The sophisticated technology is based on what may seem an unlikely resource: silk. Using this ancient material, the researchers have shown they can combine the sensing and readout functions in a single biocompatible device. Silk can be processed into an ultrathin film, and a number of optical elements – microlens arrays, holograms – can be patterned into it. And because these elements are prepared, processed and optimized in all-aqueous environments and at ambient temperature, it is possible to integrate biological “receptors” – proteins and enzymes, for instance – that remain active for long periods even when stored at room temperature.


A group at Tufts University has developed silk-based optical sensors that are both biocompatible and biodegradable. This suggests a range of applications, including bioactive films that could be incorporated into food packaging to warn you of pathogens in its contents, for example.


These receptors can interact with their immediate environment – spinach, to return to our example – and report on it via the optical readout.

The researchers have more recently focused on possible biomedical applications of the silk-based devices – in a 2012 PNAS paper, “Implantable, multifunctional bioresorbable optics,” they describe a silk-based optical device with both imaging and therapeutic functions – but even this underscores the potential of the material for food-based applications, as the requirements of the technology are in many ways the same.

“Going from implantable to edible, the jump is not that far,” Omenetto said.



When olive oil isn’t olive oil

One of the most common forms of food adulteration is – surprisingly, perhaps – olive oil. Olive oil offers a range of health benefits – including lowered cholesterol – but when cut with other edible oils could lead to serious health concerns. There’s a significant need, then, to identify olive oil fraud.

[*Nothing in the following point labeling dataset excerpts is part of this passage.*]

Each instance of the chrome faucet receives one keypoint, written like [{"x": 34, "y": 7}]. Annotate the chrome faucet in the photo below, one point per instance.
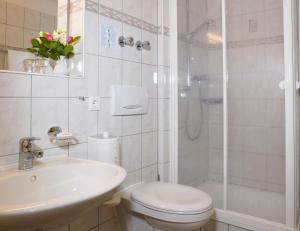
[{"x": 27, "y": 152}]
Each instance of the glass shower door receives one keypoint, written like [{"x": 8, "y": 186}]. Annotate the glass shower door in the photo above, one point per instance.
[
  {"x": 256, "y": 109},
  {"x": 200, "y": 102}
]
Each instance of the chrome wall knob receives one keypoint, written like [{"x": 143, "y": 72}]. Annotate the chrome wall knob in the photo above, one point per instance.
[
  {"x": 143, "y": 45},
  {"x": 129, "y": 41}
]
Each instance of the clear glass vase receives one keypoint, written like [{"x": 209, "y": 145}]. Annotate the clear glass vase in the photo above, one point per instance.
[{"x": 42, "y": 66}]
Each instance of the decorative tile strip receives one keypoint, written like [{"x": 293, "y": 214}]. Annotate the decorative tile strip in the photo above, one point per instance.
[
  {"x": 74, "y": 6},
  {"x": 123, "y": 17}
]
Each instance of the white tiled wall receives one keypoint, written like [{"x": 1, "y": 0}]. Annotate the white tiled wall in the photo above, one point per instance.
[{"x": 30, "y": 104}]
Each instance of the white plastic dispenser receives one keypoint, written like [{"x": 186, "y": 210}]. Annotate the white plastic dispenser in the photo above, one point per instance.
[
  {"x": 129, "y": 100},
  {"x": 104, "y": 148}
]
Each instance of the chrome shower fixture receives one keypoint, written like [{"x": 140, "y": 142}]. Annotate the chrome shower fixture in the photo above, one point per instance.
[
  {"x": 129, "y": 41},
  {"x": 143, "y": 45}
]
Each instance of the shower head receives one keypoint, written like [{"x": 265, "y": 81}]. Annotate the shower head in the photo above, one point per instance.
[{"x": 205, "y": 25}]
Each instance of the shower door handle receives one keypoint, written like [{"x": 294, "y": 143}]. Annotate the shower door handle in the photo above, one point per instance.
[
  {"x": 281, "y": 85},
  {"x": 297, "y": 85}
]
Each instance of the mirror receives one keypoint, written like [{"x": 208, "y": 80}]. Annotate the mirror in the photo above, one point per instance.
[{"x": 41, "y": 36}]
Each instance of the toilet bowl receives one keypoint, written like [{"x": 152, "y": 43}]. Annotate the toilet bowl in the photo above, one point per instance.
[{"x": 170, "y": 207}]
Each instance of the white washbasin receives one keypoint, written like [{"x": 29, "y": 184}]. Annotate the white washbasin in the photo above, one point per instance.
[{"x": 54, "y": 191}]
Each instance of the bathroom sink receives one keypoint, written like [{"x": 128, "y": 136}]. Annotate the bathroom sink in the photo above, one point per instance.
[{"x": 54, "y": 191}]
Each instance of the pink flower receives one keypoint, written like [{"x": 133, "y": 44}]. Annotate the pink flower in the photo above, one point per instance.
[
  {"x": 49, "y": 37},
  {"x": 69, "y": 39}
]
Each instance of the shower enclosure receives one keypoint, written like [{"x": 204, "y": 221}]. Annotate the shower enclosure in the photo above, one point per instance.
[{"x": 235, "y": 100}]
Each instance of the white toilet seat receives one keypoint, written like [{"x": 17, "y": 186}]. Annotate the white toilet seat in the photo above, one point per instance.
[{"x": 171, "y": 202}]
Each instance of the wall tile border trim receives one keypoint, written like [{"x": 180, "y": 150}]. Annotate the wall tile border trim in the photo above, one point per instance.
[{"x": 125, "y": 18}]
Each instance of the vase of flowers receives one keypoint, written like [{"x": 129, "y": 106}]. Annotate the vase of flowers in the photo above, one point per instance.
[{"x": 56, "y": 46}]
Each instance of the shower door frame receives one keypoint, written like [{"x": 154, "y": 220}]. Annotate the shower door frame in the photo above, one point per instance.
[{"x": 291, "y": 194}]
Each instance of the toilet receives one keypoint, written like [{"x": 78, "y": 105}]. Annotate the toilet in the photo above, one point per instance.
[{"x": 169, "y": 207}]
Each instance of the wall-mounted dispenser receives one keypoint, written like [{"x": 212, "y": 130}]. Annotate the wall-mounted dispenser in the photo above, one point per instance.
[{"x": 129, "y": 100}]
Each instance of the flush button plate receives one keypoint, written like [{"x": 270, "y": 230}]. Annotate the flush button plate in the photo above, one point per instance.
[{"x": 94, "y": 103}]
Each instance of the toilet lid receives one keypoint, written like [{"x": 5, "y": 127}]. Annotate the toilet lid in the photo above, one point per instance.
[{"x": 172, "y": 198}]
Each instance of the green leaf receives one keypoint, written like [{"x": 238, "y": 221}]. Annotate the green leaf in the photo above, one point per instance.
[
  {"x": 35, "y": 43},
  {"x": 32, "y": 50},
  {"x": 54, "y": 56},
  {"x": 53, "y": 45},
  {"x": 68, "y": 49},
  {"x": 70, "y": 55},
  {"x": 75, "y": 40}
]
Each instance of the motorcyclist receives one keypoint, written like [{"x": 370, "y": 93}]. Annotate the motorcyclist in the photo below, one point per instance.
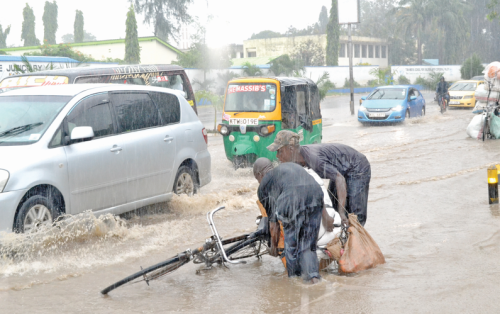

In a 2013 issue of Laser Physics, T.M. Libish and colleagues report a means to detect adulteration in virgin olive oil using a fiber optic long-period-grating-based sensor. Based on changes in the long-period grating transmission intensity, the sensor could detect sunflower oil concentration with good linear sensitivity between 4 and 30 percent (sunflower oil is a common substitute in food fraud cases involving olive oil, typically in this concentration range).

The sensor is user-friendly and reusable, the researchers say, and it allows instantaneous measurement of the concentration of an adulterant with no need for chemical analysis; it works simply by immersing the sensor in a sample. Thus, it could prove very helpful in detecting adulteration of olive oil and other foods.